Ghost

by Kelly "Kielle" Newcomb
Lunch. Tuesday. AP History in half an hour, band practice after school. Same-old same-old. The last thing I could possibly have expected was--
"I have to talk to you, Kevin. Right now. I'm dead serious."

--Tristan Jacobs.

You see, Tristan Jacobs was...well, it would be kind to say that he wasn't a people-person. I hadn't even known his name until a month ago, when Mrs. Anderson stuck us both on the same project in English. He was not the kind of guy I would have picked for a partner: his long brown hair half-shrouded a perpetually grim expression, he wore a chain for a belt, and I never did see him in anything other than faded heavy-metal t-shirts. He was about a foot taller than anyone I knew and probably skinnier too, except for the fact that he never took off his bulky denim jacket, so who could tell?

He was equally unhappy with the enforced joint assignment, I could tell. After the initial round of awkward introductions and some half-hearted jokes about Mrs. Anderson's fright-wig haircut, we both hunched over our copies of "A Separate Peace" and were painfully silent until the end of the period. Then, to our mutual dismay, we were informed that this was intended to be an extra-curricular assignment. We had to meet after school. On our own time.

Not a prospect which either of us treasured, obviously.

The awkwardness lasted right up until dinner that night. I was a little nervous as to what my mother would think of him -- I had friends, sure, but we usually hung out over at their houses. That, and of course none of them looked like heavy-metal-freak Jacobs.

To my amazement, the sullenness with which he enshrouded himself vanished the moment Mom called us in for hamburgers. He was charming, polite...hell, he even offered to do the dishes afterward. Mom refused, of course, and shooed us back upstairs.
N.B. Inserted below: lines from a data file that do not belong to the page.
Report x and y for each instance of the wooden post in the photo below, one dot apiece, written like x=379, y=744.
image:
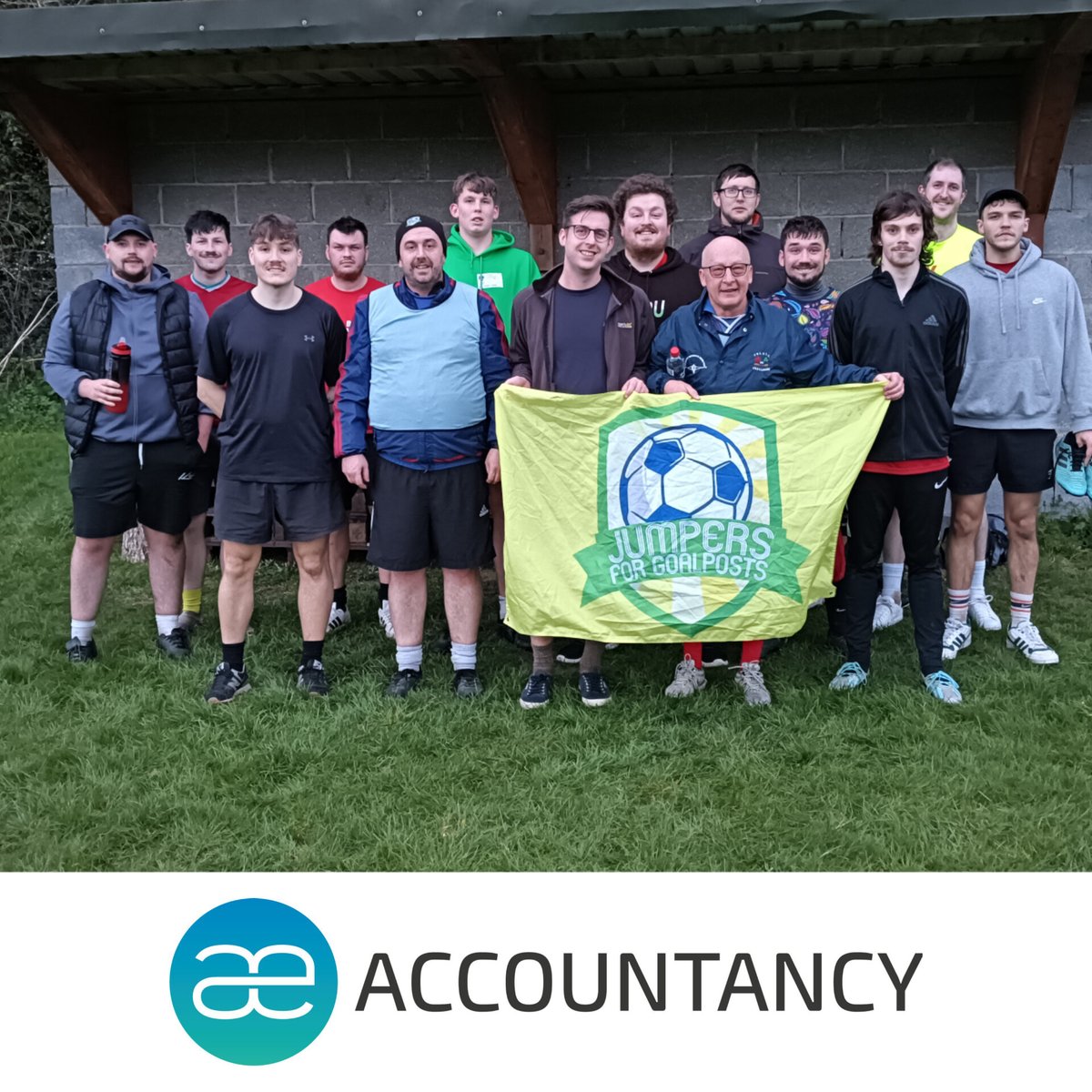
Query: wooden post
x=83, y=136
x=519, y=110
x=1049, y=99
It was the silent treatment for me again after that, but I took a second long look at the guy. Sure, he looked like the stereotypical "scumbag rocker" at first glance, but his hair -- though long -- was washed and carefully trimmed. His clothes were neat, and he seemed smart enough when he spoke up with an answer or an idea for the termpaper to which we were shackled.

Maybe he wasn't a jerk after all. Maybe he was just shy.

I resolved to try to get to know him after that. Call me crazy, because when I was younger I'd been pretty hard on kids like him who didn't "fit in," but it suddenly struck me that hey, it's our senior year and this guy doesn't seem to have any friends. None at all. Now that I thought about it, I HAD seen him before: in the back of the class, reading a book in the library at lunch, lost in a pair of headphones during passing period. He didn't play any sports; he didn't belong to any clubs; he got decent grades but didn't participate in any outside activities, special assignments, or field trips. Tristan Jacobs was like a ghost, simply drifting through high school.